Now the boycott's back, and it's bigger. A new e-mail announces a three-day gas boycott planned for April 7, 8, and 9 -- and again, no one knows where it originated. Citizens Against High Gas Prices did send out an e-mail suggesting a second one-day boycott, but that version didn't prevail. "There were thousands of e-mails, with everybody having their own strategy," says Lowe Barry, chairman of Citizens Against High Gas Prices and president of a religious cable channel. "The April 7, 8, and 9 e-mail caught fire, so we went along with [those] date[s]." A private company created a GasOut.com Web site, and another e-mail went around recently that tried to reschedule the boycott for late March -- but that didn't catch on either.

Barry, for his part, wants to see prices drop back to a dollar a gallon. We've had a spike in gasoline prices this year; the average per-gallon price in the US last month was $1.57. Why? Because exporting countries cut output while demand increased worldwide. We're vulnerable to such shifts because we depend so much on foreign oil supplies -- more than half our gas came from overseas sources last year. Prices have been falling in the past few weeks, though, and on March 28 OPEC agreed to increase production; new supplies will hit US shores around the end of May.
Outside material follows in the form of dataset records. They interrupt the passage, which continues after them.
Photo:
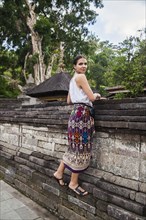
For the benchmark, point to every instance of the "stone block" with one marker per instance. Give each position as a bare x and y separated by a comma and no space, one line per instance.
20,160
67,213
23,155
143,171
6,155
121,214
38,161
141,198
113,188
130,184
142,187
51,189
119,201
82,204
26,170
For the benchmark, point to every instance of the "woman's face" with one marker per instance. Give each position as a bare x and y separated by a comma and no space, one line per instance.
81,65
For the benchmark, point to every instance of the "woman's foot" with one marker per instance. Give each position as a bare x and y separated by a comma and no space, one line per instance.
78,190
59,179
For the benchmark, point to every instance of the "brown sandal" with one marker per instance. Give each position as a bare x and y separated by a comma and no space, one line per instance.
79,192
58,181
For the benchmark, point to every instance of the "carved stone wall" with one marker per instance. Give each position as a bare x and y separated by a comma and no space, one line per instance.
34,138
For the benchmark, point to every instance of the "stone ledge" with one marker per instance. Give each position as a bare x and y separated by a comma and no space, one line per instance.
121,214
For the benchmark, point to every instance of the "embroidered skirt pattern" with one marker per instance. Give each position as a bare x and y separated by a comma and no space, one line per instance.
80,137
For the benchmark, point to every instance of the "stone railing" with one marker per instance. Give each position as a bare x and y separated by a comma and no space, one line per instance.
34,138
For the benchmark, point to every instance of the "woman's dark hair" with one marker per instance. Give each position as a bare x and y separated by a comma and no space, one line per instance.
77,58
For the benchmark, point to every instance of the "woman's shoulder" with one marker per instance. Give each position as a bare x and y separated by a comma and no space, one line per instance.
79,77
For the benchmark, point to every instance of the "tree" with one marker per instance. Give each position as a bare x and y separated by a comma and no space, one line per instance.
36,28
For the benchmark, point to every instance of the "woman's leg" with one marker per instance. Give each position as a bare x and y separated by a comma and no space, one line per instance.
74,185
59,173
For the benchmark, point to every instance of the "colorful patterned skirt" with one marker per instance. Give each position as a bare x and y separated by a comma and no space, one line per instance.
80,138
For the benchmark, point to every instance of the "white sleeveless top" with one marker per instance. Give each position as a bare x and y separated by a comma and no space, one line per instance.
77,95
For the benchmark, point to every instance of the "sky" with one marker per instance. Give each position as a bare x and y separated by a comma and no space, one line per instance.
119,19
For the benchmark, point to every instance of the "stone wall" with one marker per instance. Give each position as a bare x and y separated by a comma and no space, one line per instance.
34,138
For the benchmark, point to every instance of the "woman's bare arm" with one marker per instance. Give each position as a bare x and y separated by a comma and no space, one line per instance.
82,82
68,99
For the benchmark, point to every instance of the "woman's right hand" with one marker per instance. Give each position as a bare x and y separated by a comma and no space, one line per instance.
97,96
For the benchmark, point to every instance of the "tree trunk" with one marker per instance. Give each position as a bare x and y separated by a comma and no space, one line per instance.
39,67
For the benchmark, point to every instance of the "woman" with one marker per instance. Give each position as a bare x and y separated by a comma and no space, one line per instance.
80,127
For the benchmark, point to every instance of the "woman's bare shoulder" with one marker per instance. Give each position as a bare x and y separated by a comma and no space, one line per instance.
80,77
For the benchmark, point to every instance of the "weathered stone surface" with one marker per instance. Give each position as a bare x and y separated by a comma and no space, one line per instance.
124,203
68,213
141,198
20,160
6,155
142,187
82,204
121,214
51,189
26,170
37,136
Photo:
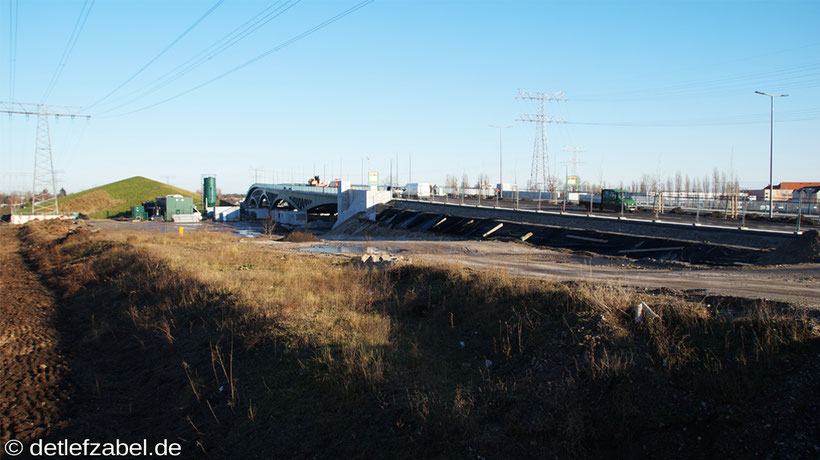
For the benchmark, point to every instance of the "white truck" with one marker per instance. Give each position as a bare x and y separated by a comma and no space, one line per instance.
418,190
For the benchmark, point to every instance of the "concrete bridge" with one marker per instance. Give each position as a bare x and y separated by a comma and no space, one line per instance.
291,203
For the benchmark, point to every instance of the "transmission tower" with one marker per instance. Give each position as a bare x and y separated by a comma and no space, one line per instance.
540,172
574,162
44,177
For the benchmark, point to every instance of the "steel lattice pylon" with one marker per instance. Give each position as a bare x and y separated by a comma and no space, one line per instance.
41,201
540,173
44,179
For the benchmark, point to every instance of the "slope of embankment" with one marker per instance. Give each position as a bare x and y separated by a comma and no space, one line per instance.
237,350
117,198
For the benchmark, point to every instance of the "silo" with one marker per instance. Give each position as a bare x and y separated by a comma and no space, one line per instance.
209,191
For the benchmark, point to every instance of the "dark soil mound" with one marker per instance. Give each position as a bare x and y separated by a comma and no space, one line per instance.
300,237
804,249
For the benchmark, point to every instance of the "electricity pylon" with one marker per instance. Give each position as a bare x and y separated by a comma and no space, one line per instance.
540,172
44,177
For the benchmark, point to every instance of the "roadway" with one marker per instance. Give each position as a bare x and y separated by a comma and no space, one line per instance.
576,210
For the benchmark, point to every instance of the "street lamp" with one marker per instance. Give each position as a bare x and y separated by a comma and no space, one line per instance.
500,153
771,148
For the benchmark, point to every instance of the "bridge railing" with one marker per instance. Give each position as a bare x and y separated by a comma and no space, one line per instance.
311,188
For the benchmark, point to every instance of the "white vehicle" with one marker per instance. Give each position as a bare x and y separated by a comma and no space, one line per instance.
418,190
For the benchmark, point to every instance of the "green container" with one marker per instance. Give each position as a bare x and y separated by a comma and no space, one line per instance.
209,191
176,205
138,212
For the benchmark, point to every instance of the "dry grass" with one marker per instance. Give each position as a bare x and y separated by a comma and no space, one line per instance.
434,360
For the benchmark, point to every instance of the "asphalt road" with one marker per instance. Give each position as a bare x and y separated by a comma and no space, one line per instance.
640,214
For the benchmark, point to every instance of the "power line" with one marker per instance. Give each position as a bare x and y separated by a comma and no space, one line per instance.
219,46
14,12
540,173
257,58
802,76
791,116
44,173
164,50
69,47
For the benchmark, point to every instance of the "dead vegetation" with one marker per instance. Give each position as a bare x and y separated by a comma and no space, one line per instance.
241,350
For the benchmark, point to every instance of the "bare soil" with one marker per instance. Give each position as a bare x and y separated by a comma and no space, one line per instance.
799,284
33,390
476,363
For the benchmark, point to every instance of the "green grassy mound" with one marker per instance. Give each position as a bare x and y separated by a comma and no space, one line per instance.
117,198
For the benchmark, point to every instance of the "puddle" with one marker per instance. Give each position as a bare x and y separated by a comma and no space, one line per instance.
249,233
353,249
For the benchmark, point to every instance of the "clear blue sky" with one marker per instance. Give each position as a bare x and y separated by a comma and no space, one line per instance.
672,84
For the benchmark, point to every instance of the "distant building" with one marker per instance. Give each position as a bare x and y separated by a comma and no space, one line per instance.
788,191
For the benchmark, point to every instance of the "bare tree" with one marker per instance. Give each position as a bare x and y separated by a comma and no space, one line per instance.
483,181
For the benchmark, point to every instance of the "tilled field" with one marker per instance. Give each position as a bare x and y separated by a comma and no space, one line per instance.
238,350
32,367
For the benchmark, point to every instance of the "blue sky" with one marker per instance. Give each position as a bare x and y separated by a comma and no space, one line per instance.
666,86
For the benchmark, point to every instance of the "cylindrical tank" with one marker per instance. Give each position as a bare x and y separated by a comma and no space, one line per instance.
209,191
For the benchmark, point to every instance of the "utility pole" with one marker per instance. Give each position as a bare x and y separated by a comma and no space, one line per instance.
500,158
44,174
574,161
540,158
771,148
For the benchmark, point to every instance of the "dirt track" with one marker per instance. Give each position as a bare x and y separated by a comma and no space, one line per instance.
798,284
32,388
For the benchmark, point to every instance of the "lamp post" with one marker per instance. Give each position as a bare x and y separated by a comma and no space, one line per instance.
771,148
500,153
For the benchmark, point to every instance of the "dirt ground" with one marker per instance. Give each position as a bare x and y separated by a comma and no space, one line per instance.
793,283
788,283
137,346
32,388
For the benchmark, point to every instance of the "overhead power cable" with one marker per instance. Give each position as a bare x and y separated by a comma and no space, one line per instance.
219,46
69,47
255,59
14,8
164,50
802,76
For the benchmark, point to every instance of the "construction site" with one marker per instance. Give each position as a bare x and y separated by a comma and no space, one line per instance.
263,241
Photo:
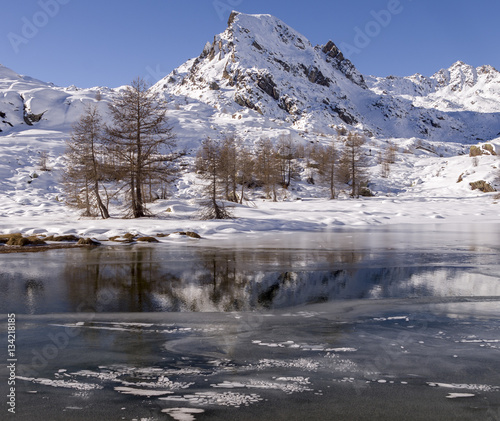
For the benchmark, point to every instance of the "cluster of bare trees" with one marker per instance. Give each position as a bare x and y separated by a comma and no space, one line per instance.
230,169
131,157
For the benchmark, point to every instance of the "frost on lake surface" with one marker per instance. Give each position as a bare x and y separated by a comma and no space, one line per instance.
381,331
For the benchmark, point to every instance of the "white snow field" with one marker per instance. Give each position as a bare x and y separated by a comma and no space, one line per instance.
260,78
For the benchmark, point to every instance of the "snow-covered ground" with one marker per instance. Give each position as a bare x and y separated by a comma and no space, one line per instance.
422,189
261,79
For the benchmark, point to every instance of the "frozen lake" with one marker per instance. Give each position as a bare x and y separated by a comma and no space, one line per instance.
391,323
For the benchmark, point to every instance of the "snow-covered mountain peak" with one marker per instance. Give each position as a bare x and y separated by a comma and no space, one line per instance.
458,76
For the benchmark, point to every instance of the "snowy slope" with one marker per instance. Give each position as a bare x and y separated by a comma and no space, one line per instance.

Though prices seem high, adjusted for inflation they're not so bad. We got used to the unprecedented low prices of 1998 and early 1999. In contrast, gas cost $2.53 a gallon in adjusted dollars during the 1981 shortage. And Europeans and Asians pay triple what we do -- in fact, according to Barry, Australia and Sweden are staging Gas Outs too.

Will the Gas Out have any impact? If you believe the new e-mail, it will: "We brought the prices down once before, and we can do it again!" it brags in a claim that's impossible to prove.

"It looks like a wonderful feel-good thing for people to do," says John Howat, an energy specialist at the National Consumer Law Center. "But it doesn't change the dynamic that prices are too high, in large part, because we use too much fossil fuel." The Gas Out doesn't ask us to buy less gas -- just to wait a few days.

The real problem is America's dependence on fossil fuels, which affects not just our pocketbooks, but our environment and our national security, says Rob Sargent, legislative advocate for MassPIRG. He says: "We need to demand that the oil and auto industries stop obstructing policies that would cure our addiction to oil" -- policies such as raising fuel-efficiency standards and developing alternative energy sources.

Consumers can play a part, but three days won't cut it, says Joyce McMahon, spokesperson for the state's Division of Energy Resources. Making a real difference would require bigger lifestyle changes, such as buying fuel-efficient cars, carpooling or taking public transit, and walking to the corner store. Not only would these changes reduce our gas bills, they would also reduce demand -- which in the long run would lower prices.

That's not what a lot of people want to hear. "We are Americans," says Barry. "We like traveling. We shouldn't have to travel less."